Highway to the danger zone? Effects of sample size, number of parameters, and collinearity on error estimates from cross-validation
Nick led a study to examine the effects of cross-validation methods and model properties on estimating prediction errors of multiple linear regression models. By conducting simulations of known data, he examined three model properties (sample size, number of variables in the model, and degree of correlation among predictor variables) and two common cross-validation methods (k-folding and the bootstrap). Nick expected more variation among cross-validation methods at the low sample size (10 observations) than medium (30 observations) or high (100 observations), and that was exactly what he found. However, both cross-validation methods worked well when there were >30 observations for each independent variable. Surprisingly, the results held regardless of the degree of correlation among independent variables.
Based on Nick's simulations, cross-validation methods failed at the smallest sample size because of non-linear relationships, outliers, and influential points.
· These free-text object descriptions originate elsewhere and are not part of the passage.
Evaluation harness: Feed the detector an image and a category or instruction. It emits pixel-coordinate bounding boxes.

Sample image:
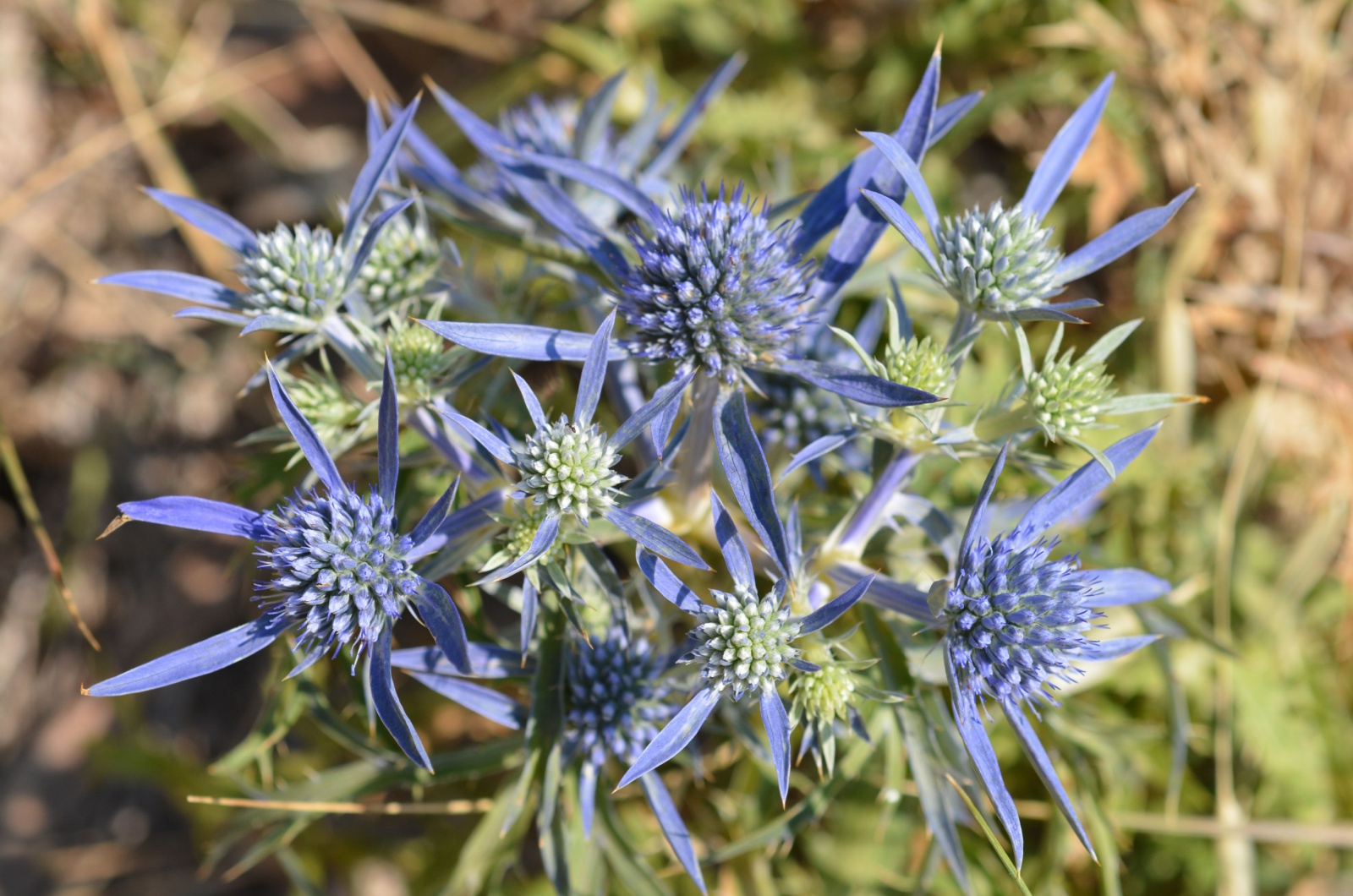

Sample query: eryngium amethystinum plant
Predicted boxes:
[90,52,1191,893]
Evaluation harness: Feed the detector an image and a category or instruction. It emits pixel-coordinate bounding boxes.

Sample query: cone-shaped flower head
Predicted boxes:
[353,212,442,311]
[940,536,1103,702]
[789,664,855,724]
[235,223,349,318]
[255,490,419,651]
[1024,349,1118,441]
[918,200,1066,319]
[514,414,625,521]
[620,187,810,382]
[686,585,801,700]
[566,626,675,766]
[929,425,1170,865]
[864,76,1193,322]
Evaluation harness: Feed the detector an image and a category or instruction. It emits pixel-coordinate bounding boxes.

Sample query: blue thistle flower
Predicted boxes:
[620,185,812,383]
[864,74,1193,324]
[441,313,709,582]
[918,423,1170,862]
[99,100,425,385]
[88,355,469,768]
[620,491,873,800]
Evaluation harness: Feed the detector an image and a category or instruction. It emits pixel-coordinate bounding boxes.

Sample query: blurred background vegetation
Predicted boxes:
[0,0,1353,896]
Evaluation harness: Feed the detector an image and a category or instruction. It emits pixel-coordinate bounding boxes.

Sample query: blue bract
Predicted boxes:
[620,187,812,383]
[931,425,1170,860]
[99,101,435,380]
[864,74,1193,324]
[90,356,469,768]
[620,493,873,800]
[442,313,709,582]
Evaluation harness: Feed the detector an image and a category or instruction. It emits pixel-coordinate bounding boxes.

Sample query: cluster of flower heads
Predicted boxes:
[90,52,1192,891]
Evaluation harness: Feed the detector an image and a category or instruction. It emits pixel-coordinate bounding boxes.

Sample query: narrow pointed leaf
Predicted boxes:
[418,320,625,362]
[1001,700,1098,860]
[715,390,793,574]
[606,507,709,570]
[118,495,272,541]
[368,626,431,772]
[1017,423,1161,551]
[86,613,291,697]
[475,517,559,585]
[861,189,940,277]
[709,489,756,590]
[95,270,244,309]
[862,131,939,232]
[780,429,859,482]
[512,150,663,226]
[438,410,517,467]
[776,360,939,407]
[408,477,460,549]
[410,578,469,675]
[512,371,550,429]
[616,687,720,790]
[640,772,708,893]
[342,97,418,241]
[408,671,526,731]
[573,311,616,428]
[798,576,877,635]
[578,761,597,840]
[1019,74,1114,221]
[376,348,399,507]
[343,199,414,285]
[268,364,348,494]
[958,443,1010,558]
[945,671,1024,869]
[611,369,695,451]
[1087,569,1173,606]
[644,52,747,178]
[760,687,790,806]
[1057,187,1195,283]
[145,187,259,254]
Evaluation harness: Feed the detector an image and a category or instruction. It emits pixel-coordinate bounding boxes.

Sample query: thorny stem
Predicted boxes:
[0,419,103,650]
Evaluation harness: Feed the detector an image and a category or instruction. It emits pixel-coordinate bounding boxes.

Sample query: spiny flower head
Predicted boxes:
[516,414,625,522]
[884,336,954,392]
[789,662,855,723]
[235,223,349,320]
[255,490,418,653]
[388,320,453,399]
[353,216,442,311]
[749,374,850,451]
[939,531,1103,702]
[566,626,674,765]
[620,187,810,382]
[935,200,1065,320]
[1026,349,1118,441]
[487,504,564,569]
[686,585,801,700]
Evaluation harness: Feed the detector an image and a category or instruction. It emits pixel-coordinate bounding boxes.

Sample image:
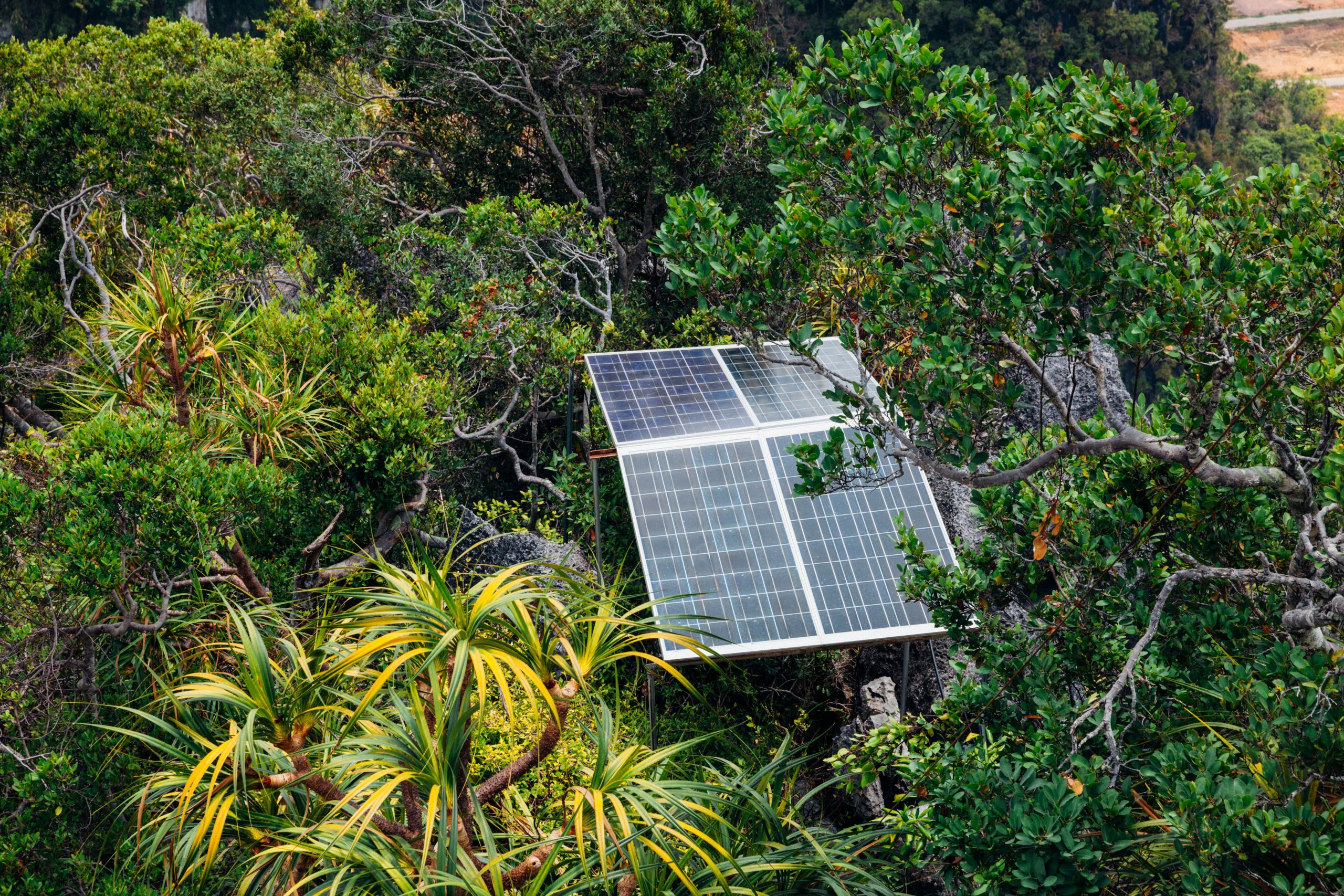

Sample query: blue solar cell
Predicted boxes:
[621,439,816,648]
[769,431,956,634]
[586,348,753,444]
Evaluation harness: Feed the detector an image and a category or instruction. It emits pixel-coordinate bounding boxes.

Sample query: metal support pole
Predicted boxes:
[929,639,948,700]
[589,457,606,587]
[900,641,910,716]
[644,662,658,750]
[564,364,574,541]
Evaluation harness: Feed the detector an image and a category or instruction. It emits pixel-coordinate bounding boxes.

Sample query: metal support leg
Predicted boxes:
[644,662,658,750]
[929,641,948,700]
[564,364,574,543]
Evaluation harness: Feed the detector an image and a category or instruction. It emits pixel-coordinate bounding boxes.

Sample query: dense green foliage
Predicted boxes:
[0,0,1344,896]
[660,14,1344,893]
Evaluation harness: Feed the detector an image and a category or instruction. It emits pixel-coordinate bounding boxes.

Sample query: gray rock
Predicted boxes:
[848,781,887,821]
[856,639,953,715]
[1013,336,1130,430]
[458,507,593,575]
[831,720,894,821]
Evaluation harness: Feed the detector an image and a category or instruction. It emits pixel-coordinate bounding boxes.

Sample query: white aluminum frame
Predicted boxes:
[585,336,957,663]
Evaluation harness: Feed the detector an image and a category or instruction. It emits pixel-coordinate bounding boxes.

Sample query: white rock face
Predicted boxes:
[859,676,900,728]
[182,0,209,34]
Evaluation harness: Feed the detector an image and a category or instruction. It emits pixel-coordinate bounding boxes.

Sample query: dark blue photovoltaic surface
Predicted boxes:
[586,348,753,444]
[769,430,956,634]
[719,339,859,423]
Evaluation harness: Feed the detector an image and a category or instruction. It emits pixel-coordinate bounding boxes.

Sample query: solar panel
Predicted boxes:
[587,348,753,445]
[587,339,956,661]
[719,340,859,423]
[621,439,816,645]
[769,430,956,634]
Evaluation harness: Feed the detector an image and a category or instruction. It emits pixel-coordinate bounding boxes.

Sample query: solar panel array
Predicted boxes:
[587,339,956,661]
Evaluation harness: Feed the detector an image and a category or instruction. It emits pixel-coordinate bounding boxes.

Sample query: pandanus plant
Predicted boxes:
[113,559,887,896]
[113,559,880,896]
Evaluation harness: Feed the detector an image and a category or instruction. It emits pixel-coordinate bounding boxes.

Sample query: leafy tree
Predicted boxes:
[660,14,1344,783]
[840,0,1236,133]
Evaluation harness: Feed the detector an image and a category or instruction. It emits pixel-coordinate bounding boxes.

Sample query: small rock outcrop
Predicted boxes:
[1013,336,1130,430]
[457,507,593,575]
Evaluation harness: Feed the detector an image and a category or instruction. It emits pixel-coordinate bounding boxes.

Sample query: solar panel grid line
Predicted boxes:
[759,435,826,634]
[587,337,957,662]
[621,438,816,655]
[713,345,761,426]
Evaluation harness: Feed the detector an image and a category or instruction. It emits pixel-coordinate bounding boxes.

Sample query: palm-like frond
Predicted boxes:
[113,560,886,896]
[209,359,336,463]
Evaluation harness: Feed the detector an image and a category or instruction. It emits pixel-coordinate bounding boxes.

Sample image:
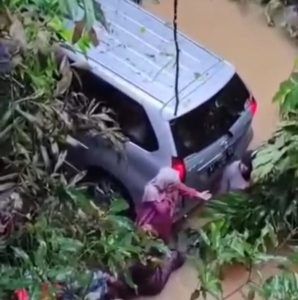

This finding suggests ecologists may successfully enter the 'Danger Zone', defined as <30 observations per independent variable, provided they are careful to check the underlying assumptions of the model they are trying to fit. When inside the Danger Zone, Nick recommends using the bootstrap method or the k-folding method with at least 10 folds. Nick cautions against fitting or cross-validating a model with <10 observations - there simply isn't enough data to evaluate model assumptions or assess the model fit.